Brent crude futures for November settlement rose 65 cents, or 0.77 percent, to $84.71 per barrel by 0502 GMT. 

US West Texas Intermediate crude futures for November delivery were up 64 cents at $77.35 per barrel.

OPEC monitoring oil prices, seeks market balance: Iraq oil minister

Iraq Oil Minister Ihsan Abdul Jabbar on Monday said that the OPEC and allies including Russia, known as OPEC+, are monitoring the oil price situation, wanting to have a balance in the markets.

“We don’t want a sharp increase in oil prices or a collapse,” he said in a televised interview on state TV.

“We entered a challenging period. Global factors led to the decrease [in oil prices], most importantly lower growth and higher inflation rates,” Abdul Jabbar said.

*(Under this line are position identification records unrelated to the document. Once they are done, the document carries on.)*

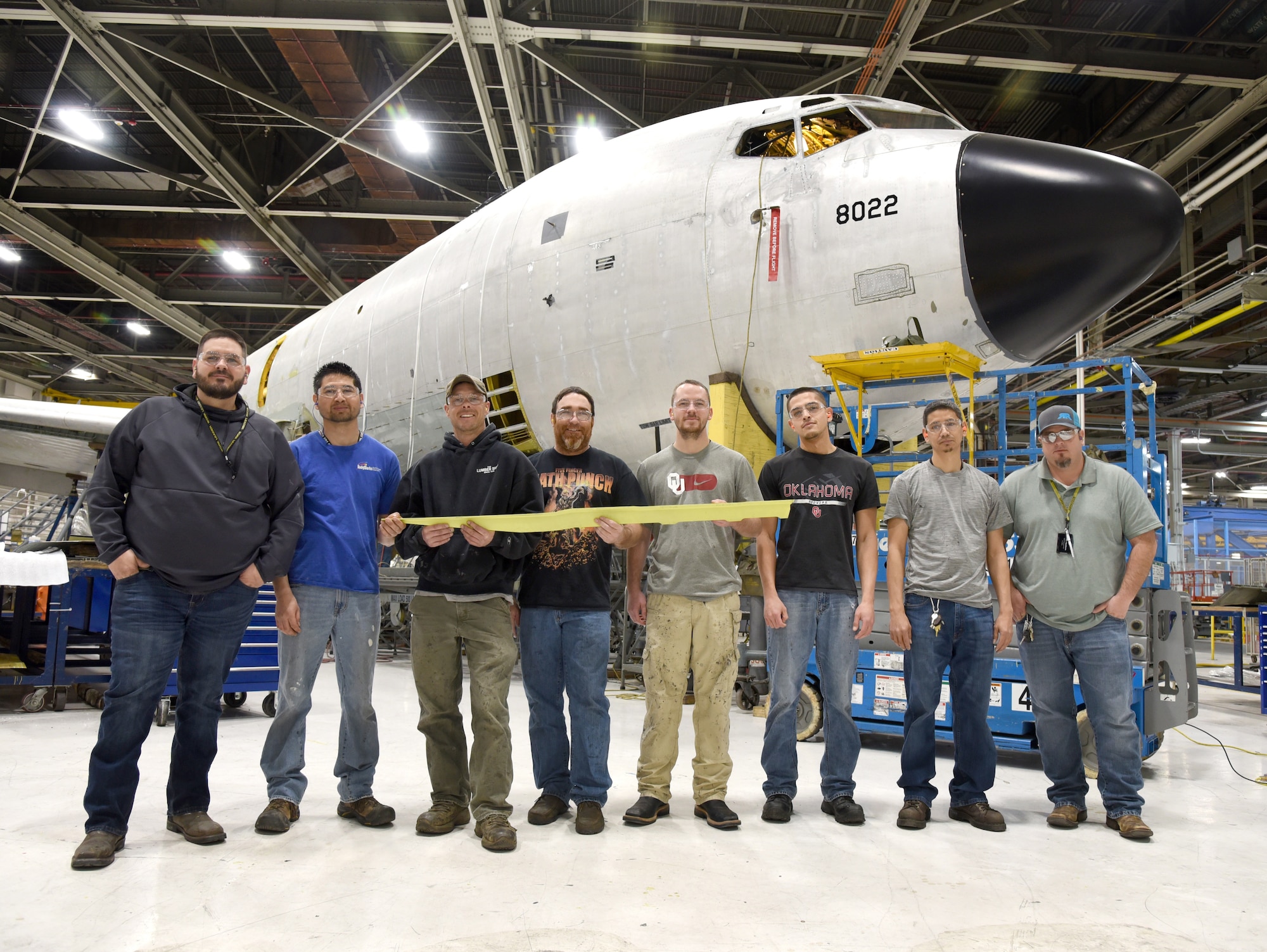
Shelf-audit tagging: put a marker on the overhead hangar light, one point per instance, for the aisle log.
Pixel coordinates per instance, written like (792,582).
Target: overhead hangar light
(412,136)
(587,137)
(82,124)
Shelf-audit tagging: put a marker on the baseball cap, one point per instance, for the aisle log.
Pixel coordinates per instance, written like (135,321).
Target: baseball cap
(466,379)
(1057,416)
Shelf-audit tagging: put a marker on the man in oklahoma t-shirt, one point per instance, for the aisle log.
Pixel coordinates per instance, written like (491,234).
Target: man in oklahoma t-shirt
(566,618)
(691,611)
(813,603)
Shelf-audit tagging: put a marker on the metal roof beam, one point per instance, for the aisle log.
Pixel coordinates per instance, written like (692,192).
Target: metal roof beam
(462,30)
(581,82)
(58,239)
(177,118)
(60,340)
(1112,62)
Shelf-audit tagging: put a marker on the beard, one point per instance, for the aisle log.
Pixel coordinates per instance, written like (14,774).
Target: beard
(572,441)
(217,389)
(341,416)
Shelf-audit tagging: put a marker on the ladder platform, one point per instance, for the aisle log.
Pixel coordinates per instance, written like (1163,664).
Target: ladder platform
(857,369)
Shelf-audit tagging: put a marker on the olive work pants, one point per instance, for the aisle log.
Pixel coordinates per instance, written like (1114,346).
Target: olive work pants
(440,630)
(686,636)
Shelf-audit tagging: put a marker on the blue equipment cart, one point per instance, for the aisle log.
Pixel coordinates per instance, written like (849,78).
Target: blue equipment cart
(67,645)
(1165,670)
(255,669)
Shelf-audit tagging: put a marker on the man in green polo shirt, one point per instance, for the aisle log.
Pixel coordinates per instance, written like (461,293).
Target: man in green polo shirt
(1073,584)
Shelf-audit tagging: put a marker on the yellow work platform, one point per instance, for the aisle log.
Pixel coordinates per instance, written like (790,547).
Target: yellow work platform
(856,369)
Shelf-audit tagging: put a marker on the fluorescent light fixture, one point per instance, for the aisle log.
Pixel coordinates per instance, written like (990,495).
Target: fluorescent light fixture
(82,124)
(412,136)
(587,137)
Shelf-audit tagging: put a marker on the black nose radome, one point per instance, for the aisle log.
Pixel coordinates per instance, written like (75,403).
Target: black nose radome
(1055,236)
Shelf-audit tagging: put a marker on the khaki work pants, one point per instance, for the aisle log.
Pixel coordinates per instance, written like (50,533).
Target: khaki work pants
(686,636)
(440,630)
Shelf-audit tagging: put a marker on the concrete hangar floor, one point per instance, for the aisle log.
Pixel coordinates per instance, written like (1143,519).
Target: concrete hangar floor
(676,887)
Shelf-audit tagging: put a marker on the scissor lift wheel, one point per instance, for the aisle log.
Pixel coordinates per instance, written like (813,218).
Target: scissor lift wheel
(809,713)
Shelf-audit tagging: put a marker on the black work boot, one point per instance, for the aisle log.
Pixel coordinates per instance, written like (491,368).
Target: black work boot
(647,812)
(547,809)
(846,811)
(277,817)
(718,815)
(368,812)
(779,808)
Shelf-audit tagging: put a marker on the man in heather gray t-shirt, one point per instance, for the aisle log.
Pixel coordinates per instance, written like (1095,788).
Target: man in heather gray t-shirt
(951,517)
(948,516)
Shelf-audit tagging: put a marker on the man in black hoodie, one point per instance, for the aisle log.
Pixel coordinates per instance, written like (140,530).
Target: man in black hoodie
(466,588)
(196,503)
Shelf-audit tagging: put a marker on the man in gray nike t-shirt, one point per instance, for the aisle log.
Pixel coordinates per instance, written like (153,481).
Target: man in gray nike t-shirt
(953,518)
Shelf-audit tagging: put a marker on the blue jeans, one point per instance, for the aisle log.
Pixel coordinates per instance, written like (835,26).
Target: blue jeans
(352,619)
(822,622)
(151,626)
(1102,659)
(568,651)
(967,646)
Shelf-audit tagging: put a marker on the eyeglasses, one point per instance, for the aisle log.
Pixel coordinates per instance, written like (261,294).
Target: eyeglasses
(1065,436)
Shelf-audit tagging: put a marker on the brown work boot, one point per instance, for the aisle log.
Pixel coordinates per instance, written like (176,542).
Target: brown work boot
(914,815)
(442,818)
(547,809)
(590,818)
(197,828)
(980,816)
(496,834)
(1066,817)
(277,817)
(1131,827)
(98,850)
(368,812)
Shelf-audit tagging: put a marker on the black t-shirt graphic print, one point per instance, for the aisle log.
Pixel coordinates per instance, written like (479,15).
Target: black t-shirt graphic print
(572,569)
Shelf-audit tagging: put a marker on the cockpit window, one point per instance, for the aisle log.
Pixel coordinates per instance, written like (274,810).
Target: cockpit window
(896,119)
(828,129)
(777,141)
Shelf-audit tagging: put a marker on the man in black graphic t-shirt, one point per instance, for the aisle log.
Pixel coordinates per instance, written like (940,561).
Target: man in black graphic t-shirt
(566,617)
(814,604)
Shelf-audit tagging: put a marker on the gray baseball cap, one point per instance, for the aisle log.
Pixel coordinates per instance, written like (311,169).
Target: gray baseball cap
(1059,416)
(466,379)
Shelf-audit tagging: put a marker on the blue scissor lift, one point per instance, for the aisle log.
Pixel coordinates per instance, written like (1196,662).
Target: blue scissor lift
(1165,669)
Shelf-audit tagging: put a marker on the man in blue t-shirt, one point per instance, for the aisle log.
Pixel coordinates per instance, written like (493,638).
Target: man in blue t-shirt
(333,594)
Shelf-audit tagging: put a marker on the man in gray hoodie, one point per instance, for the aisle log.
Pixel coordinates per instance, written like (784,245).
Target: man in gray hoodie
(196,503)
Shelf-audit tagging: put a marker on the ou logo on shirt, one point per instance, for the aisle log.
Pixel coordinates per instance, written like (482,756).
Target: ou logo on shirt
(680,484)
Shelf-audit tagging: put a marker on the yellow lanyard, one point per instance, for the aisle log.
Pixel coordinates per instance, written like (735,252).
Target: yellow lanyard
(1060,499)
(225,450)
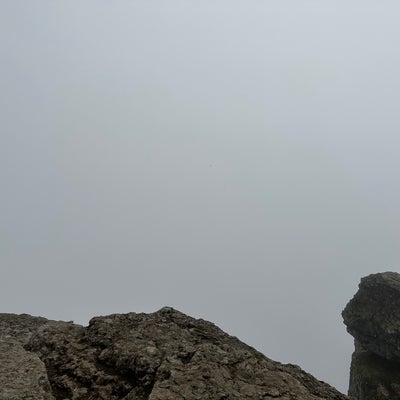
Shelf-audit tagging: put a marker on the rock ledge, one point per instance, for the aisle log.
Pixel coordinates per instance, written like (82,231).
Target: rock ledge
(165,355)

OPEC+, has this year ramped up oil output, looking to unwind record cuts put in place in 2020 after the pandemic slashed demand.

Qatar says inflationary pressures impacting oil and gas industry

Qatar’s Minister of State for Energy Affairs said on Monday that inflationary pressures have led to rising production costs, delays in investment decisions, and increased policy uncertainty in the oil and gas industry.

Minister Saad Al-Kaabi said in a statement the sector needs to help people recognize that demands to cancel hydrocarbons “are not only unrealistic but, as recent months have proven, are harmful to a realistic, accelerated transition.”

Kaabi said that hydrocarbons “are not going to disappear any time in the near future.” Therefore cleaner forms of hydrocarbons were essential for a responsible transition.

“Natural gas is certainly the cleanest fossil fuel, and a much-needed reliable and economic solution to manage intermittency issues, when the sun is not shining, or when the wind is not blowing,” he said.